No Boolean Operators As a starting point, we will review simple select commands that do not use any boolean operators. To select helices: select helix To select backbone: select backbone The "or" Boolean Operator You can use the or boolean operator to select all the atoms that are either part of helices or the atoms that are part of the backbone. Therefore, the command or selects all of the atoms that are in one group or the other. To select atoms that are part of either helices or the protein backbone: select helix or backbone The "and" Boolean Operator You can use the and boolean operator to select all the atoms that are both part of the helices and part of the protein backbone at the same time. Therefore, the command and selects all of the atoms that are in both groups at the same time. To select atoms that are part of helices and the protein backbone at the same time: select helix and backbone
The "not" Boolean Operator You can use the not boolean operator to select only the atoms that are not part of helices or not part of the backbone. The not command simply inverts the selection type you are using. To select all atoms except helices: select not helix To select all atoms except backbone: select not backbone To select all atoms except helices or backbone: select not helix and not backbone 0 Atoms Selected!

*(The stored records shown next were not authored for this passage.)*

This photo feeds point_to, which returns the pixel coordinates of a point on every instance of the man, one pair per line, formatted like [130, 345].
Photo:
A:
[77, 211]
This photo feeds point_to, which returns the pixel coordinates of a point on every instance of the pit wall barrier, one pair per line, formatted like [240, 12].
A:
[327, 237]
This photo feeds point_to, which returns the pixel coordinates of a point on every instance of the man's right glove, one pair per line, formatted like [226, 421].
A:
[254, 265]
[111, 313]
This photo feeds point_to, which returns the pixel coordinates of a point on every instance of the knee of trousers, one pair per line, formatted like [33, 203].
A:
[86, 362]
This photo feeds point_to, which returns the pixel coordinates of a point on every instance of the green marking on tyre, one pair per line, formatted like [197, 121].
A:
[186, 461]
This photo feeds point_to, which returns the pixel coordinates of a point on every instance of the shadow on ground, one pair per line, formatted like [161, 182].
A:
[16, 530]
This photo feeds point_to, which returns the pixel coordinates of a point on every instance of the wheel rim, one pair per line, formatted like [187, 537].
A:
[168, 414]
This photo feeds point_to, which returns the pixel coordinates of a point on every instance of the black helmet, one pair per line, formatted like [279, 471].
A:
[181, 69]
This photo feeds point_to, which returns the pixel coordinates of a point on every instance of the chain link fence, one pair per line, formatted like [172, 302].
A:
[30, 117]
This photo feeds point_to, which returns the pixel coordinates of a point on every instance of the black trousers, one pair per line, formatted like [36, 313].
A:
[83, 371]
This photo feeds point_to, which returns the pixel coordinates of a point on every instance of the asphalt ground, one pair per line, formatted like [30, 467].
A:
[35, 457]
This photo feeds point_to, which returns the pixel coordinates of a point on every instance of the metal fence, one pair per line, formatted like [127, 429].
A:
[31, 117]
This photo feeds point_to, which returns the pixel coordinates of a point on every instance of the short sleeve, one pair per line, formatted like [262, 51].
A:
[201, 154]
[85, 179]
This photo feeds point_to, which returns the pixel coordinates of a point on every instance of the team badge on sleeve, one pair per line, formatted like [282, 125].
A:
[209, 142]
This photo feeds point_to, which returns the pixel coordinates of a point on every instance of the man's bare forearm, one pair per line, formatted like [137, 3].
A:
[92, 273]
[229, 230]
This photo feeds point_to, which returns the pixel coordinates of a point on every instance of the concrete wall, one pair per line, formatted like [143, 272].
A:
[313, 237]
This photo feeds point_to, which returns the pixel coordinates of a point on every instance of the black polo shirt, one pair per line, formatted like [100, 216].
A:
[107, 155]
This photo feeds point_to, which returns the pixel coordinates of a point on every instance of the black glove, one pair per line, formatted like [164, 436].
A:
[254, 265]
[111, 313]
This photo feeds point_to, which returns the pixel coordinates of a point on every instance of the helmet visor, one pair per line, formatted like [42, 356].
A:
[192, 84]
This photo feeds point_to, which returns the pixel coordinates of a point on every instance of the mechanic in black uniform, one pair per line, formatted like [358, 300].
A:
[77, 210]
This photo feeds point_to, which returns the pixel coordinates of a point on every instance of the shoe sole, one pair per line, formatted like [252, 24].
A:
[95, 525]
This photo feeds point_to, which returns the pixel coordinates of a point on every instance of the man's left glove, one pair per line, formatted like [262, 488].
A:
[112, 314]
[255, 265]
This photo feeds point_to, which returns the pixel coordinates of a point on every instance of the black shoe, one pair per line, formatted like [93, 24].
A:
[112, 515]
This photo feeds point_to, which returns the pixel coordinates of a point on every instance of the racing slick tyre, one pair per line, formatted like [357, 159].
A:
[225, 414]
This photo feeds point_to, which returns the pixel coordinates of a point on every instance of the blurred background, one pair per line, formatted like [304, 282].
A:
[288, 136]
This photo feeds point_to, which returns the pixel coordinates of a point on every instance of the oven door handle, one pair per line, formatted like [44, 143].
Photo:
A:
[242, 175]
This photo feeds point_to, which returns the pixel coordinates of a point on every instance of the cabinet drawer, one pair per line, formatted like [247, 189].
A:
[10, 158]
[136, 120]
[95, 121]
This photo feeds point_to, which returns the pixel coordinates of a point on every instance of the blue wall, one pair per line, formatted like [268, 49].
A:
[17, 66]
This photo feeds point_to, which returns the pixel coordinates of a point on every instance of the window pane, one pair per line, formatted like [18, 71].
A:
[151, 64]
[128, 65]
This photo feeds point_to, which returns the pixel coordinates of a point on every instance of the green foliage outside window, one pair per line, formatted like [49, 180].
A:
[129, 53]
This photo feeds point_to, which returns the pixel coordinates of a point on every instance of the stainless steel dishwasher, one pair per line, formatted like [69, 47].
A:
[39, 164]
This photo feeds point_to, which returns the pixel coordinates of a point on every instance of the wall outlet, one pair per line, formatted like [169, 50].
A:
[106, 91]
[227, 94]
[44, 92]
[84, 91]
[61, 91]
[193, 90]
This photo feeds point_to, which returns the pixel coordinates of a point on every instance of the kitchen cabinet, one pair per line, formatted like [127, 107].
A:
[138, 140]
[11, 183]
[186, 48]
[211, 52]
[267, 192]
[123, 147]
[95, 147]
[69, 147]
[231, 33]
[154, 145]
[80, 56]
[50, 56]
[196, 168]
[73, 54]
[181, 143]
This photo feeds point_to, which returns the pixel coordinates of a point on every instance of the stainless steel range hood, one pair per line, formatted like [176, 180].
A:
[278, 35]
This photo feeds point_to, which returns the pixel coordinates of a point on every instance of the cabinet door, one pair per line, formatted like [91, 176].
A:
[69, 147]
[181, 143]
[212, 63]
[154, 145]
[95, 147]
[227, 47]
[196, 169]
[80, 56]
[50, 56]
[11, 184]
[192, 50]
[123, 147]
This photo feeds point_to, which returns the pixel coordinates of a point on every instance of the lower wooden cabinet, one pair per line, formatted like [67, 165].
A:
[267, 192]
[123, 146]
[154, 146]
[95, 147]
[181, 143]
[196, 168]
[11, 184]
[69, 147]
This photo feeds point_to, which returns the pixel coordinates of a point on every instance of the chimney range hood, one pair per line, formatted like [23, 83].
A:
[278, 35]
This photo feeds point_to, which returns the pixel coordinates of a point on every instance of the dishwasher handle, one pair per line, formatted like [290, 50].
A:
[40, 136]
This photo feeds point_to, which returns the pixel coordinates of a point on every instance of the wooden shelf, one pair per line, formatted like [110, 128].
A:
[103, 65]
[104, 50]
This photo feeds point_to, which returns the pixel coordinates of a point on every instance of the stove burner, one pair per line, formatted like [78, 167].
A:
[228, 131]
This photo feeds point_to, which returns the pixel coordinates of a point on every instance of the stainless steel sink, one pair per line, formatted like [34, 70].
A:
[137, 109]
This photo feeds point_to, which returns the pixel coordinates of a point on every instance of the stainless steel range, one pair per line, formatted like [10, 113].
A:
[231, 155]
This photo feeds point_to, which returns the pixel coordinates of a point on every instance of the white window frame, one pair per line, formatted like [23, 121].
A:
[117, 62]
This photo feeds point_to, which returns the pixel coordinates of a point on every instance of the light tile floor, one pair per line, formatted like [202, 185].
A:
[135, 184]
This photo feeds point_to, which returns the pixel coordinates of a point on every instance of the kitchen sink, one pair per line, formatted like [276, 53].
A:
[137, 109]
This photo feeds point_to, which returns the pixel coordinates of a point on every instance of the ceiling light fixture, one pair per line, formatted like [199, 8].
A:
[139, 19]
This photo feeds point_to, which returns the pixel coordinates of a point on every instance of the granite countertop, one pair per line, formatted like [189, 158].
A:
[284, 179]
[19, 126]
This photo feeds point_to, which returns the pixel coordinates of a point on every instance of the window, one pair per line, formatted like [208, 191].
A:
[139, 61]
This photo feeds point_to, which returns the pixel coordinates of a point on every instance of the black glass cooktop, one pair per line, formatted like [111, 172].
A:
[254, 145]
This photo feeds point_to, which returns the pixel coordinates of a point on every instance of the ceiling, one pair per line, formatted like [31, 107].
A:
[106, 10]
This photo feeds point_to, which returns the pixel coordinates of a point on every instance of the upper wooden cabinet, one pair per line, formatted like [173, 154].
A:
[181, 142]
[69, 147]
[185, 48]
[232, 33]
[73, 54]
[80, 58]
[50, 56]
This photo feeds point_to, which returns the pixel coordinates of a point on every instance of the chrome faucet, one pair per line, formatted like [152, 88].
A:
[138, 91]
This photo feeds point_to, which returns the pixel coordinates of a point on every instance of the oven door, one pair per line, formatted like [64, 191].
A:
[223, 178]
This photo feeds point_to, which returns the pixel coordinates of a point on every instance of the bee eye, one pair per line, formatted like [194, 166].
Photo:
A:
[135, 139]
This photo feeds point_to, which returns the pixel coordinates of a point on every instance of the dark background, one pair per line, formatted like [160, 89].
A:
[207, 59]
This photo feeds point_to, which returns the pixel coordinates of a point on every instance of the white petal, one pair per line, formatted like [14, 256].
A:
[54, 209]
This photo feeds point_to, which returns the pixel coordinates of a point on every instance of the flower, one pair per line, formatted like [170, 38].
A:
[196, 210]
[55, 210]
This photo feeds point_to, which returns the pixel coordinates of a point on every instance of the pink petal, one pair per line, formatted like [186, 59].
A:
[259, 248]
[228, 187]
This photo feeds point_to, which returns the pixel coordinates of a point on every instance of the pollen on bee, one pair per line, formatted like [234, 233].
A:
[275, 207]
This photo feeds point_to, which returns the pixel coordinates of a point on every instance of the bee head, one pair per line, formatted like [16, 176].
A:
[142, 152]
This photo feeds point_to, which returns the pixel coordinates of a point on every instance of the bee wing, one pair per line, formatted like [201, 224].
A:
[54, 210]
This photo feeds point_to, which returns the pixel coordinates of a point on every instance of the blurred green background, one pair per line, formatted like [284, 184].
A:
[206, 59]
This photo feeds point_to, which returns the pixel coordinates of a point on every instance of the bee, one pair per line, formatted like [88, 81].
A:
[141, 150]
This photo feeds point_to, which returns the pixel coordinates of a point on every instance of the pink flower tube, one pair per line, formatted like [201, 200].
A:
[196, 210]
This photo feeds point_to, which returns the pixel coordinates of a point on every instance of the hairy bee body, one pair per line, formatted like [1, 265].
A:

When using the select command with boolean operators, occasionally you will see "0 atoms selected" in the console window. This means that no atoms exist in the structure that satisfy the selection type requested. For example, imagine trying to select atoms that are in alpha helices and beta pleated sheets at the same time. In the diagram, you see that these are two select groups are mutually exclusive sets of atoms. There is no overlap in the selection groups and are no atoms that fulfill this selection, causing Jmol to respond with "0 atoms selected" and nothing to be colored magenta. To select atoms that are part of helices and sheets at the same time: select helix and sheet
Use of Parentheses Similar to algebraic order of operations, parentheses in Jmol can be used to insure that the proper selection groupings occur. Below are a few sample commands that are frequently used in designing models. To select the sidechain and the alpha carbon of amino acid 62: select 62 and (sidechain or alpha) To select the backbone of either residue 10 or residue 25: select (10 or 25) and backbone Parentheses can be used in a select command when combining operators to insure that the proper selection occurs. Here are some sample commands that are frequently used in designing models: select :b and (his63 or his92) and (sidechain or alpha) This selects the sidechain and alpha carbon atoms in two residues, his63 and his92, on chain b of the protein. select (:a or :c) and sheet this command selects the sheets in chains a and c of the molecule.